The 2020 presidential election has been one of the most controversial and divisive in US history. Joe Biden’s victory has been met with delight and fury in equal measure, along with accusations of voter fraud from Donald Trump and many of his supporters. But was there more to Biden’s triumph than meets the eye? Was there, perhaps, some kind of magical intervention?

It sounds bizarre, but occultists across the US believe their political incantations helped swing the vote in Biden’s favor. On Halloween, three days before the election, magical activist Michael M. Hughes encouraged thousands of witches to convene online for a ritual that he said would rid the country of President Trump. Participants were instructed to chant cleansing spells, light politically-decorated candles, and cover maps in blue paint, all beneath the glow of a full blue moon.

Together, Hughes claims, he and his followers were able to invoke the power of their ancestral spirits and raise “a mighty blue wave” to propel Biden into the White House. There, they say, he will “wash away the corruption and injustice and wickedness of Donald Trump and the Republican Party in a peaceful transition of power.”[2]

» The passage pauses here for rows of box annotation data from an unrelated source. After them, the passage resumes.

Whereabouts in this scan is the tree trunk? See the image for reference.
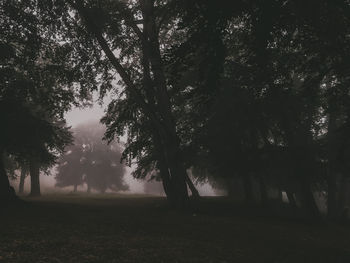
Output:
[243,175,254,204]
[0,151,17,202]
[186,174,200,198]
[259,176,269,206]
[327,167,338,219]
[301,178,321,218]
[29,159,41,197]
[18,168,27,194]
[286,191,297,208]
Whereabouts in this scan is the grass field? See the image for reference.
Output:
[0,194,350,263]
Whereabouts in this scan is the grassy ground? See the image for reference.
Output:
[0,195,350,263]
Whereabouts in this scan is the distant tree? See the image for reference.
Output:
[56,122,129,193]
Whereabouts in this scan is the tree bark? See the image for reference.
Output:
[186,174,200,198]
[301,178,321,218]
[327,168,338,219]
[243,175,254,204]
[18,168,27,194]
[68,0,189,208]
[286,191,297,208]
[29,159,41,197]
[259,176,269,206]
[0,150,17,202]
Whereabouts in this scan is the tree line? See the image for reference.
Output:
[0,0,350,218]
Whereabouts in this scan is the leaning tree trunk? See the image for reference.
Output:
[243,175,254,204]
[18,166,27,194]
[327,165,338,219]
[286,191,297,208]
[259,175,269,206]
[186,174,200,198]
[0,151,17,202]
[68,0,189,208]
[301,175,321,218]
[29,160,41,197]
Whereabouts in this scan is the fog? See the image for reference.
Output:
[11,93,216,196]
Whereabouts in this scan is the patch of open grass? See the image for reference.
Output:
[0,194,350,263]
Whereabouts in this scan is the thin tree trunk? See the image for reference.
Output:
[327,167,338,219]
[301,179,321,218]
[286,191,297,208]
[186,174,200,198]
[0,150,17,202]
[259,176,269,206]
[243,175,254,204]
[29,160,41,196]
[18,168,27,194]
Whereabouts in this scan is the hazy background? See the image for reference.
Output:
[11,94,215,196]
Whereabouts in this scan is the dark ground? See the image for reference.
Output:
[0,195,350,263]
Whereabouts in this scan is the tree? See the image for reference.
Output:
[55,122,129,193]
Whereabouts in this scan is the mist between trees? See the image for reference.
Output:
[0,0,350,219]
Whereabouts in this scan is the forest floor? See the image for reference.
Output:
[0,194,350,263]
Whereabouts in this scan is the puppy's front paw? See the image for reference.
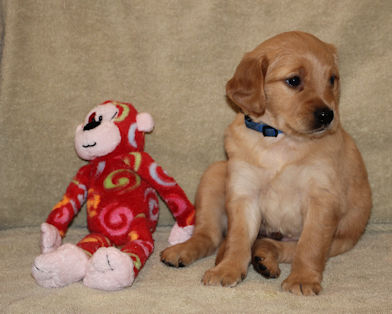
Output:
[252,255,280,279]
[282,273,322,296]
[202,263,246,287]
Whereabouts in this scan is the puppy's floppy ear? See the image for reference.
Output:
[226,55,268,116]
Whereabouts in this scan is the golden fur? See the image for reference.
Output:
[161,32,372,295]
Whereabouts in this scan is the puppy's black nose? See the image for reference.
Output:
[314,107,334,127]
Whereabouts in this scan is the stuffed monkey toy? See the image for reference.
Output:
[32,101,195,290]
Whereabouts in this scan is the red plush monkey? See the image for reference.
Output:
[32,101,195,290]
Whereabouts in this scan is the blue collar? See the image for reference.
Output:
[245,115,283,137]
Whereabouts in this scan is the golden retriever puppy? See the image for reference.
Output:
[161,32,372,295]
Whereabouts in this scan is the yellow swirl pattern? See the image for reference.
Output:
[103,169,141,193]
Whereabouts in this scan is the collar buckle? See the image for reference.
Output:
[245,115,283,137]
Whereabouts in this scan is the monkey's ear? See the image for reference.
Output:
[226,55,268,116]
[136,112,154,133]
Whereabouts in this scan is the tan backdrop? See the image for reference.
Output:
[0,0,392,228]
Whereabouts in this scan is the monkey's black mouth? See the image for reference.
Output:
[82,142,97,148]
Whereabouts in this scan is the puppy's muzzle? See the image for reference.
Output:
[313,107,334,129]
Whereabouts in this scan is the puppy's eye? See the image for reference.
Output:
[286,75,302,88]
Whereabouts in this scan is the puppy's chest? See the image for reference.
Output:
[251,142,308,237]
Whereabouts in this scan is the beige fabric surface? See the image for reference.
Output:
[0,0,392,313]
[0,227,392,314]
[0,0,392,228]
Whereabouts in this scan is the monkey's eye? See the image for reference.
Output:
[285,75,302,88]
[329,75,336,87]
[111,111,118,120]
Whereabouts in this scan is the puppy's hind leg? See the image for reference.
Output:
[161,161,227,267]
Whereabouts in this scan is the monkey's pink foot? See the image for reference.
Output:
[83,247,135,290]
[31,243,88,288]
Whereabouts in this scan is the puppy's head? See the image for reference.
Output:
[226,32,340,136]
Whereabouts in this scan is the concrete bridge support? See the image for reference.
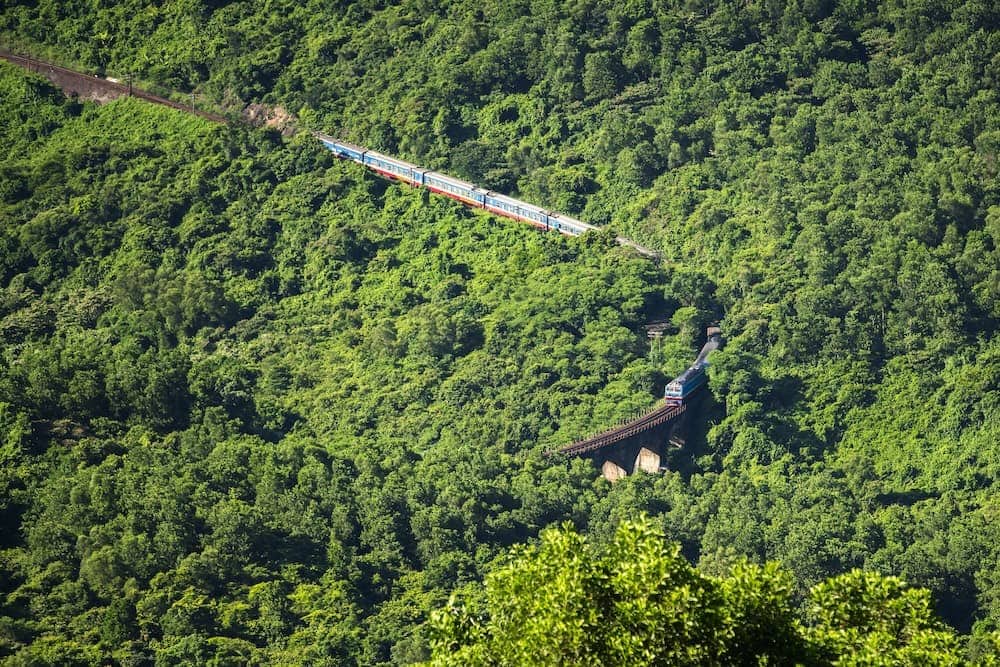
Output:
[591,415,685,482]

Political magic might sound like a relatively modern invention, but its origins date back centuries. During the Second World War, some Britons called on magical intervention to protect themselves from Nazi invasion. And in the US, a feminist group known as W.I.T.C.H. first descended on Wall Street in protest in the 1960s, and are still protesting against capitalism to this day.[3]

9 Casting Spells With Emoji Magic


Runes and symbols are valuable tools in the world of black magic. For years, witches and wizards have used pictorial sorcery to conjure up their needs and desires. In fact, image-based magic – known as sigil magick – is a longstanding tradition whose origins date back to medieval times. But now, in the age of social media, casting spells with Gothic runes feels a little old hat. So, tech-savvy sorcerers found a way to give sigil magick a modern-day face lift, using an icon of the 21st century: the emoji.

With emoji spells, a new generation of witches and wizards are said to be able to produce incantations from the comfort of their cell phones. The key, sigil experts claim, is to be direct when casting the spell. Visualize your intentions clearly, then translate them into emoji and send them out into cyberspace. So if you are searching for your keys, for example, you might cast a magnifying glass emoji, followed by an image of keys. Or, for something more substantial, to find a romantic partner it is recommended that you send a series of love heart emojis, interspersed with images that represent the personality traits you find most attractive.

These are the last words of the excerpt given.